Die Gestaltung von Behördenformularen ist häufig nicht an dem kollektiven Potential von Design orientiert und für die Mehrheit der Bürger, insbesondere auch der ausländischen Mitbürger, die sich dem Kriterium der Integrationswilligkeit entsprechend verhalten möchten, nur schwer verständlich. Gerade in diesem Bereich sollten sowohl Texte als auch deren grafische Einteilung leichter erfaßbar gestaltet werden.

Aus der Forderung nach Erleicherung einer intuitiven Erlernbarkeit des Umgangs mit der sozialen, durch die integrative Struktur geprägten Wirklichkeit ist jedoch nicht die absolute Selbsterklärungsfähigkeit eines Produkts abzuleiten.
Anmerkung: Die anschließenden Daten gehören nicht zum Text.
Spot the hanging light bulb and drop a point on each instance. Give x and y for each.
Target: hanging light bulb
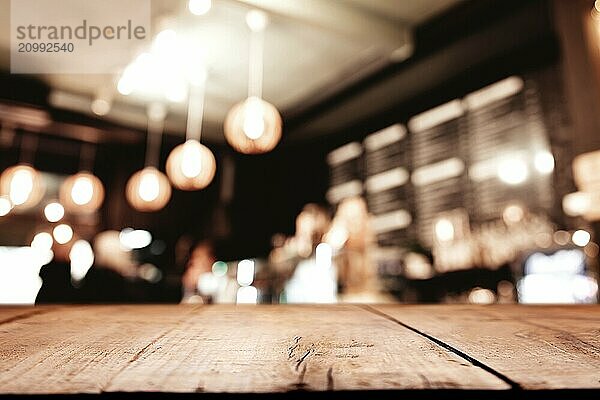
(54, 212)
(148, 190)
(5, 206)
(191, 166)
(82, 193)
(254, 126)
(23, 185)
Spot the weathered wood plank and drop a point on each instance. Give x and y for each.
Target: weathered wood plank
(539, 347)
(223, 348)
(13, 313)
(78, 349)
(274, 349)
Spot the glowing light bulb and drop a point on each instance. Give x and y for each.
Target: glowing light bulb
(191, 163)
(245, 272)
(21, 186)
(42, 241)
(191, 166)
(149, 187)
(444, 230)
(82, 191)
(581, 237)
(257, 20)
(62, 233)
(544, 162)
(5, 206)
(148, 190)
(54, 212)
(199, 7)
(82, 259)
(253, 126)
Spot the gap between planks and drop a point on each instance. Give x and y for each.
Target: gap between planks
(514, 385)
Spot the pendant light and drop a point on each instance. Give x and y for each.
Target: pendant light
(253, 126)
(191, 165)
(148, 189)
(22, 184)
(82, 192)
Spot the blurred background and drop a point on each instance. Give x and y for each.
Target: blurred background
(265, 151)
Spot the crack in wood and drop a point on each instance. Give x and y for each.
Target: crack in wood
(301, 359)
(26, 315)
(514, 385)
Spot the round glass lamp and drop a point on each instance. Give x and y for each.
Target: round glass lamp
(253, 126)
(148, 190)
(23, 185)
(191, 166)
(82, 193)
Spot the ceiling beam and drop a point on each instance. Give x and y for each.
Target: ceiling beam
(391, 38)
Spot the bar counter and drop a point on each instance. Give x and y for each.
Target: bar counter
(328, 350)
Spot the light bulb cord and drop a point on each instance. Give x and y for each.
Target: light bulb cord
(255, 73)
(154, 139)
(195, 112)
(29, 145)
(87, 156)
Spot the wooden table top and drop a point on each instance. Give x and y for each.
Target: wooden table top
(331, 349)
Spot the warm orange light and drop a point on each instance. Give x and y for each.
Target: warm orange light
(253, 126)
(148, 190)
(191, 166)
(23, 185)
(82, 193)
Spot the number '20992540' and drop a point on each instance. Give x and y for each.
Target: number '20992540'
(45, 47)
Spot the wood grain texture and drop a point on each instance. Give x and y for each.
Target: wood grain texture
(538, 347)
(99, 349)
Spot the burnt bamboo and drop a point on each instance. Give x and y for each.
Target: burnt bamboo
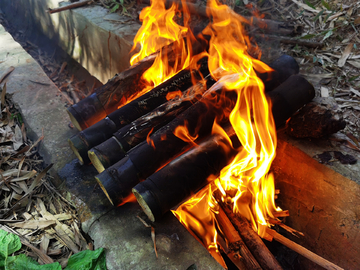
(252, 240)
(109, 152)
(107, 98)
(121, 88)
(114, 149)
(70, 6)
(144, 160)
(303, 251)
(235, 242)
(104, 129)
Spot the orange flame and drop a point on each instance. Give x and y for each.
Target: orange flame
(245, 182)
(158, 30)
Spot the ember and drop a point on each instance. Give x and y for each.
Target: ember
(207, 139)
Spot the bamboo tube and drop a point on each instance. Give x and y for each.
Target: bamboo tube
(109, 152)
(107, 98)
(104, 129)
(114, 149)
(144, 160)
(303, 251)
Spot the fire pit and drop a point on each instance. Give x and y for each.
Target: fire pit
(226, 139)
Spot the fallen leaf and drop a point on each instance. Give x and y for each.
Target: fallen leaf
(324, 91)
(345, 55)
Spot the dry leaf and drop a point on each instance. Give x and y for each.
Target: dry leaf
(345, 55)
(354, 63)
(34, 224)
(324, 91)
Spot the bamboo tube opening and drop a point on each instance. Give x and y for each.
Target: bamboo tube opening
(76, 152)
(104, 189)
(96, 162)
(74, 121)
(143, 204)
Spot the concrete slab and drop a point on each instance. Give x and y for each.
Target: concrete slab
(38, 100)
(99, 41)
(128, 242)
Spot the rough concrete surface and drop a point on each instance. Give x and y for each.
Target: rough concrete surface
(127, 241)
(36, 97)
(99, 41)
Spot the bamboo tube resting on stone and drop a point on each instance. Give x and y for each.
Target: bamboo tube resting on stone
(121, 88)
(114, 149)
(104, 129)
(144, 160)
(105, 155)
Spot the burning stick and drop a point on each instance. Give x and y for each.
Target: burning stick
(144, 160)
(252, 240)
(303, 251)
(70, 6)
(106, 99)
(114, 149)
(104, 129)
(236, 244)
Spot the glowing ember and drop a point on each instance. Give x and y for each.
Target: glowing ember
(245, 182)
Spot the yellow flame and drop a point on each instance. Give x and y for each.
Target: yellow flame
(158, 30)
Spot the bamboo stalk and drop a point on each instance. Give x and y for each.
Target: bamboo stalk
(303, 251)
(236, 244)
(252, 240)
(70, 6)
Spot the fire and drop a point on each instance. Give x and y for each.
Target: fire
(246, 182)
(158, 30)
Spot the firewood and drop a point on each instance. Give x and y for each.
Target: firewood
(283, 68)
(235, 243)
(104, 129)
(120, 89)
(144, 160)
(252, 240)
(106, 99)
(70, 6)
(114, 149)
(303, 251)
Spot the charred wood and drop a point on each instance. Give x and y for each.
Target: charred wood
(104, 129)
(235, 243)
(114, 149)
(252, 240)
(144, 160)
(283, 68)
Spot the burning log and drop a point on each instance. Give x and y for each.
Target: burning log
(106, 99)
(252, 240)
(236, 244)
(144, 160)
(105, 128)
(105, 155)
(121, 88)
(114, 149)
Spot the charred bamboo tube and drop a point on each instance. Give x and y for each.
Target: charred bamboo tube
(236, 244)
(114, 149)
(119, 89)
(104, 129)
(109, 152)
(144, 160)
(106, 99)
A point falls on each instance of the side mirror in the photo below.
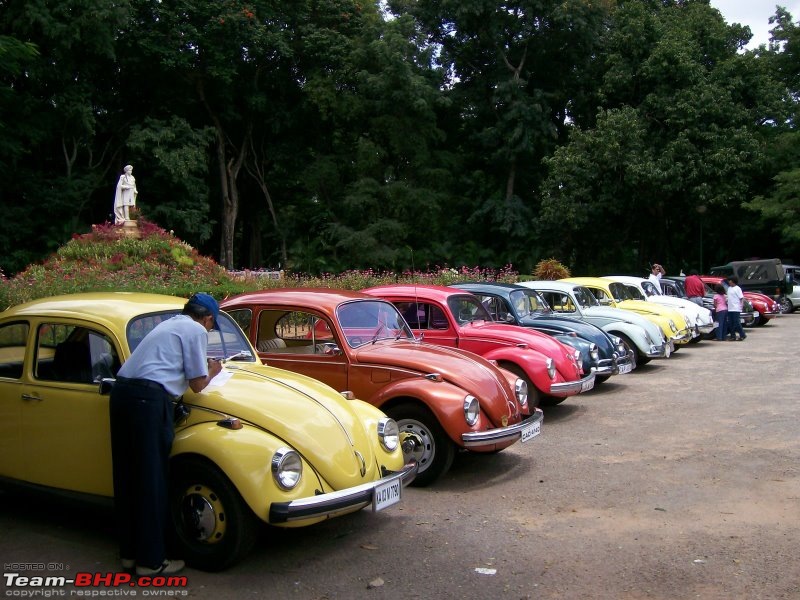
(105, 385)
(329, 349)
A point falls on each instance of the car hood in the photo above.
(565, 325)
(513, 335)
(687, 306)
(310, 416)
(625, 315)
(472, 373)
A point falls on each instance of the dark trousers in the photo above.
(141, 440)
(721, 317)
(735, 324)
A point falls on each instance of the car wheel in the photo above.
(431, 448)
(551, 401)
(534, 395)
(213, 527)
(633, 350)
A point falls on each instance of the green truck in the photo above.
(766, 276)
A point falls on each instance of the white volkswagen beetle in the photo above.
(697, 316)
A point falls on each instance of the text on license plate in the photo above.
(387, 494)
(531, 431)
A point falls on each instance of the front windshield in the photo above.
(528, 302)
(369, 321)
(229, 342)
(650, 289)
(636, 293)
(584, 298)
(467, 309)
(620, 292)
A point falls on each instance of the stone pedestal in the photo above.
(130, 229)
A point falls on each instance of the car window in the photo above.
(291, 331)
(13, 339)
(242, 316)
(528, 302)
(648, 288)
(467, 309)
(229, 342)
(497, 307)
(560, 303)
(370, 321)
(584, 297)
(74, 354)
(422, 315)
(620, 291)
(143, 324)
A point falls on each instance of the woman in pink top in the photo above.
(720, 311)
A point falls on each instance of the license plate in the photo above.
(531, 431)
(387, 494)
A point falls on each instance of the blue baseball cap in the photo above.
(207, 302)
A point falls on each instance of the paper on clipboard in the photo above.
(221, 378)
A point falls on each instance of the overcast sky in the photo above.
(755, 14)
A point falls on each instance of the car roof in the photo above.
(589, 281)
(103, 306)
(438, 293)
(625, 278)
(489, 286)
(554, 285)
(323, 299)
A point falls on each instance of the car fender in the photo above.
(445, 400)
(636, 334)
(248, 469)
(532, 362)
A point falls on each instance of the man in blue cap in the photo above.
(169, 360)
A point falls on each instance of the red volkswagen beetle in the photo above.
(442, 399)
(451, 317)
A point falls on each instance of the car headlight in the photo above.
(388, 434)
(521, 391)
(287, 468)
(551, 368)
(472, 409)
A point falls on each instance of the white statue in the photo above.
(125, 197)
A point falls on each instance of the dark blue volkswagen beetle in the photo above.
(518, 305)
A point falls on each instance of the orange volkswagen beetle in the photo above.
(442, 399)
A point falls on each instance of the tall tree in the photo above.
(694, 104)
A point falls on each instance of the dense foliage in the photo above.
(109, 259)
(337, 135)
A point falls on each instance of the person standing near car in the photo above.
(168, 361)
(656, 271)
(695, 288)
(735, 304)
(720, 311)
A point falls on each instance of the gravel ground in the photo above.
(679, 480)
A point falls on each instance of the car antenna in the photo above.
(414, 280)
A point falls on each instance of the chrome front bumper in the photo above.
(661, 350)
(334, 503)
(501, 434)
(570, 388)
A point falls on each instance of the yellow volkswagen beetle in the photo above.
(615, 294)
(259, 444)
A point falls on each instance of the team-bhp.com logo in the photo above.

Diese ist hinsichtlich Produkten mit breitem Leistungsumfang nicht einzuhalten. Das Erlernen des Umgangs mit vielen Produkten, die aus dem modernen Alltag nicht mehr wegzudenken sind, kann weder allein der Eigeninitiative der Nutzer überlassen, noch diesen vollständig von den Designern der Interfaces abgenommen werden. Es ist vielmehr notwendig, dementsprechende Fähigkeiten bereits im Kindergarten und in der Schule zu lernen und beispielsweise durch Angebote der Volkshochschule auszubauen. Die Bedienung komplexer Automaten, die Abwicklung von Bankgeschäften, das Wissen um steuerliche Verpflichtungen und Bürgerrechte, das Ausfüllen von Formularen ist nicht ad hoc erst im Bedarfsfall allein aufgrund einer intuitiven Nutzerführung erlernbar. Damit das kollektive Potential von Design nicht auf einem allzu niedrigen Nenner festgeschrieben wird oder auch die Erklärung eines einfachen Produkts sozusagen bei Null beginnen muß, bleibt es notwendig, elementare Fähigkeiten zur Alltagsbewältigung wie die Teilnahme am Straßenverkehr einzuüben und ständig weiterzuentwickeln.